Experimental program
Comparison scheme
Effect test

Embodiment 1

[0024] 1. Mix 0.5 g of magnesium stearate for inhalation with 249 g of lactose monohydrate as a carrier in a three-dimensional mixer at a speed of 150 rpm for 4 hours, and 0.5 g of micronized glycopyrronium bromide (equivalent to 0.63 glycopyrronium bromide) g) adding to the above powder, using three-dimensional mixing to continue mixing for 2 hours to obtain inhalable dry powder 1;

[0025] 2. Add 0.5g of magnesium stearate for inhalation, 249g of lactose monohydrate for carrier, and 0.5g of micronized glycopyrronium bromide (equivalent to 0.63g of glycopyrronium bromide) into a three-dimensional mixer and mix at a speed of 150 rpm After 6 hours, the inhalable dry powder 2 was obtained;

[0026] 3. Add 249 g of lactose monohydrate as carrier and 0.5 g of micronized glycopyrronium bromide (equivalent to 0.63 g of glycopyrronium bromide) into a three-dimensional mixer and mix for 6 hours at a speed of 150 rpm to obtain inhalable dry powder 3 .

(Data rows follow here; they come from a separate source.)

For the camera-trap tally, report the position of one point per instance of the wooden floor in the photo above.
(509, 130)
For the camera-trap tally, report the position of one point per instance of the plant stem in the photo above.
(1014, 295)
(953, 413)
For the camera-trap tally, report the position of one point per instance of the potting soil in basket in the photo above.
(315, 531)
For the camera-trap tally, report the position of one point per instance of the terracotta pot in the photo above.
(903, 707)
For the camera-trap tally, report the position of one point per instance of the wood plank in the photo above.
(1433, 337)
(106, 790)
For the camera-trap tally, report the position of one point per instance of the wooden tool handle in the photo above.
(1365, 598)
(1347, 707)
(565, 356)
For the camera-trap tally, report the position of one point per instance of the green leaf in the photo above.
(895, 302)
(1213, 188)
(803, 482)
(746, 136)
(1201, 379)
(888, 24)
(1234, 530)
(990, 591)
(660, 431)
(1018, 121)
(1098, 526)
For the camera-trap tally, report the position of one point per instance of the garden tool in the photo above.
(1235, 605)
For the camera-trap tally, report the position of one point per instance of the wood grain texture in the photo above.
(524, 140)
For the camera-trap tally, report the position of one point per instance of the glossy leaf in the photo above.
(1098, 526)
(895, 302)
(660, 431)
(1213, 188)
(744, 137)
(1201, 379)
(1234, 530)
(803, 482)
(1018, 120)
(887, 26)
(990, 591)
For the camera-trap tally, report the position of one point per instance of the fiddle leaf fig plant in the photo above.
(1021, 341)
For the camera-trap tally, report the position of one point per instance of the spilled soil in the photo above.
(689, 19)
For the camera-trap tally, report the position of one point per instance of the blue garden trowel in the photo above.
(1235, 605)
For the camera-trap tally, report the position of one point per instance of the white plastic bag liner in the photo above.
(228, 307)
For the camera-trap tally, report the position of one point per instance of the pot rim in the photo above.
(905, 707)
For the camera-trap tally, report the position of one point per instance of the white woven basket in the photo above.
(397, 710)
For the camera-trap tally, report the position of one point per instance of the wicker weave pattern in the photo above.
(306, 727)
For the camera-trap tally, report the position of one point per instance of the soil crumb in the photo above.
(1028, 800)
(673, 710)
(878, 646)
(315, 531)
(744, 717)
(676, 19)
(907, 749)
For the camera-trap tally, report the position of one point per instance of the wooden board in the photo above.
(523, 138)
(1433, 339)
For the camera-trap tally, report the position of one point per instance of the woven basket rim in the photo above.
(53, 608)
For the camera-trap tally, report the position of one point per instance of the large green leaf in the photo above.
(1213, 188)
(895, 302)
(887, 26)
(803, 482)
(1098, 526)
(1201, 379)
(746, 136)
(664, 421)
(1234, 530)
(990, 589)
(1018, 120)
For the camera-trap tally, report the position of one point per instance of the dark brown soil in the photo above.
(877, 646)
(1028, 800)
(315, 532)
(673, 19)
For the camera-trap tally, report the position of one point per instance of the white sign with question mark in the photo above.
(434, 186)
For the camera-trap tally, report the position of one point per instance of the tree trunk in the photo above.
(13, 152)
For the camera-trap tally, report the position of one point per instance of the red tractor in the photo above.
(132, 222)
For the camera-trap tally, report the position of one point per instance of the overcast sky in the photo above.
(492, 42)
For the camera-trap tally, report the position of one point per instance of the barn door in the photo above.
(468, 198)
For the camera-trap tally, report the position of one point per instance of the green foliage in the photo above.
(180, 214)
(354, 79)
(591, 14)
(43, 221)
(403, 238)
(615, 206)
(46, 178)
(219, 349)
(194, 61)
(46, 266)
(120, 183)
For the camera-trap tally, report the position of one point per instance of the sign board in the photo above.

[0027] Use the above dry powde...

Embodiment 2

[0035] 1. 1.5 g of magnesium stearate for inhalation and 248 g of lactose monohydrate as carriers were mixed in a three-dimensional mixer for 4 hours at a speed of 150 rpm, and 0.625 g of micronized umeclidinium (equivalent to 0.75 umeclidinium bromide) g) adding to the above powder, using three-dimensional mixing to continue mixing for 2 hours to obtain inhalable dry powder 1;

[0036] 2. Add 1.5g of magnesium stearate for inhalation, 248g of lactose monohydrate for carrier, and 0.625g of micronized umeclidinium (equivalent to 0.75g of umeclidinium bromide) into a three-dimensional mixer and mix at a speed of 150 rpm After 6 hours, the inhalable dry powder 2 was obtained;

[0037] 3. Add 249 g of lactose monohydrate and 0.625 g of micronized umeclidinium bromide (equivalent to 0.75 g of umeclidinium bromide) into a three-dimensional mixer and mix for 6 hours at a speed of 150 rpm to obtain inhalable dry powder 3. .

[0038] Use the above dry powder for the preparation of fo...

Embodiment 3

[0046] 1. Mix 3.0 g of magnesium stearate for inhalation, 24.5 g of micronized lactose monohydrate and 220.5 g of lactose monohydrate for carrier in a three-dimensional mixer at a speed of 150 rpm for 4 hours, and mix 0.5 g of micronized glycopyrronium (equivalent to 0.63g of glycopyrronium bromide), 1.10g of micronized indacaterol (equivalent to 1.43g of indacaterol maleate) were added to the above powder, and three-dimensional mixing was used to continue mixing for 2 hours to obtain inhalable dry powder 1;

[0047] 2. 3.0 g of magnesium stearate for inhalation, 245 g of lactose monohydrate for carrier, 0.5 g of micronized glycopyrronium bromide (equivalent to 0.63 g of glycopyrronium bromide), and 1.10 g of micronized indacaterol (equivalent to Indacaterol maleate 1.43g) was added together in a three-dimensional mixer and mixed for 6 hours at a speed of 150 rpm to obtain inhalable dry powder 2;

[0048] 3. The carrier is 248g of lactose monohydrate, 0.5g of micronized glyco...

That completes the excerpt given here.